Starvation and other Stresses: Internal Sensor in Cells Coordinates Cellular Stress Response

Scientists in Cologne have discovered an important role for the protein complex mTORC1 that centrally regulates cell communication. The findings may lead to the development of new treatment methods in the future.

Researchers at the University of Cologne and the Max Planck Institute for the Biology of Ageing have discovered that the protein complex mTORC1 acts as a central sensor of environmental signals, including information about the availability of nutrients, energy or oxygen, to regulate the transport of proteins to the cell surface and to the extracellular environment, thus influencing multiple cellular functions. Although it has been known for decades that communication is essential for proper cell function and is disturbed in many diseases and in old age, the exact mechanism was previously unknown. The article, "An mTORC1-GRASP55 signaling axis controls unconventional secretion to reshape the extracellular proteome upon stress," appears in the journal Molecular Cell.

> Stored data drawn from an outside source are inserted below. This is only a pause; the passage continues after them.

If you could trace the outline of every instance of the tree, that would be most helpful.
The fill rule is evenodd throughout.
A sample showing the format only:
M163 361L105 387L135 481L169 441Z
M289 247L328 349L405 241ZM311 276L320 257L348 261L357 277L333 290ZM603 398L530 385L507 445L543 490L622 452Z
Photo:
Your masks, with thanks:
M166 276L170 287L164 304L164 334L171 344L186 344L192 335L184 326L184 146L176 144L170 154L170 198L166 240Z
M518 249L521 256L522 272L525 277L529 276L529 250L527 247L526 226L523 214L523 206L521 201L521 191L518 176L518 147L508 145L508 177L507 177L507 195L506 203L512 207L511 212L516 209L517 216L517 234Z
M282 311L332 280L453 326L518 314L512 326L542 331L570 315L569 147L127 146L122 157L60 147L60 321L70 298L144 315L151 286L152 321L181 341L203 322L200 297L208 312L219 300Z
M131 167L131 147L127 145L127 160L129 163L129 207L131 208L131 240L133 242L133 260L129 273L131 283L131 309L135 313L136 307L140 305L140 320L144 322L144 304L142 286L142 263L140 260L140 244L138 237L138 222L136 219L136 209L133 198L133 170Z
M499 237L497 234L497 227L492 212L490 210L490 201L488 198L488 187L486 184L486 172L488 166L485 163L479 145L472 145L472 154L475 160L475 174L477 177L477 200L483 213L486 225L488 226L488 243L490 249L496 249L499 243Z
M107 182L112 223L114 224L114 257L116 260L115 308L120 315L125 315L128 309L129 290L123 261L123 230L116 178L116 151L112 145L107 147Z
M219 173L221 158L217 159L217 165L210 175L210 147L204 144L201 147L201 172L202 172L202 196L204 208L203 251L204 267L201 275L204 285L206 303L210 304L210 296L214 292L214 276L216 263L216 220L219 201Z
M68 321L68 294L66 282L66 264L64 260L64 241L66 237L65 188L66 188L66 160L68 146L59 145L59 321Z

"One pathway that cells use to transport and secrete proteins is the unconventional protein secretion, short UPS. This pathway is activated upon stress, and it has previously been shown that UPS transports proteins that play important roles in cancer, inflammation and bone formation," explains Dr. Julian Nüchel, first author of the study. "We have now discovered in our detailed investigation that the cell sensor mTORC1 controls UPS."

With their experiments, the Cologne scientists were able to show that various cell stress factors such as starvation switch off the protein complex mTORC1 and thus activate UPS transport pathways. Under normal conditions, mTORC1 is active and adds a small chemical modification, called phosphorylation, to certain proteins to change their activity or intracellular localization. In the Cologne study, mTORC1 controls the localization and function of the protein GRASP55, which normally resides at the Golgi apparatus, the cargo sorting center of the cell. Under stress conditions, when mTORC1 is inactive, GRASP55 is no longer held at the Golgi, but instead attaches to other cellular components to enable UPS.

In addition to clarifying how UPS is regulated in cells, the researchers identified numerous proteins whose transport to the cell surface depends on this pathway, including factors with important roles in cell movement and communication, two processes that are often impaired in human disease. In cells with impaired mTORC1 activity, the UPS transport pathway is also dysregulated. "Therefore, it stands to reason that in mTOR-dependent diseases such as tuberous sclerosis, this secretion pathway may play a critical role. The importance of unconventional protein secretion in human diseases and in aging needs to be clarified by future studies," said Markus Plomann, Ph.D., co-leader of the study.

This study was a collaboration between the research group of Dr. Markus Plomann at the Center for Biochemistry of the University of Cologne and that of Dr. Constantinos Demetriades at the Max Planck Institute for Biology of Ageing. It was supported by Dr. Beate Eckes from the Translational Matrix Biology Group, headed by Prof. Thomas Krieg at the University of Cologne, scientists from the CECAD Cluster of Excellence for Aging Research at the University of Cologne, and Colzyx AB from Lund, Sweden.
The press release was produced in collaboration with the Max Planck Institute for Biology of Ageing.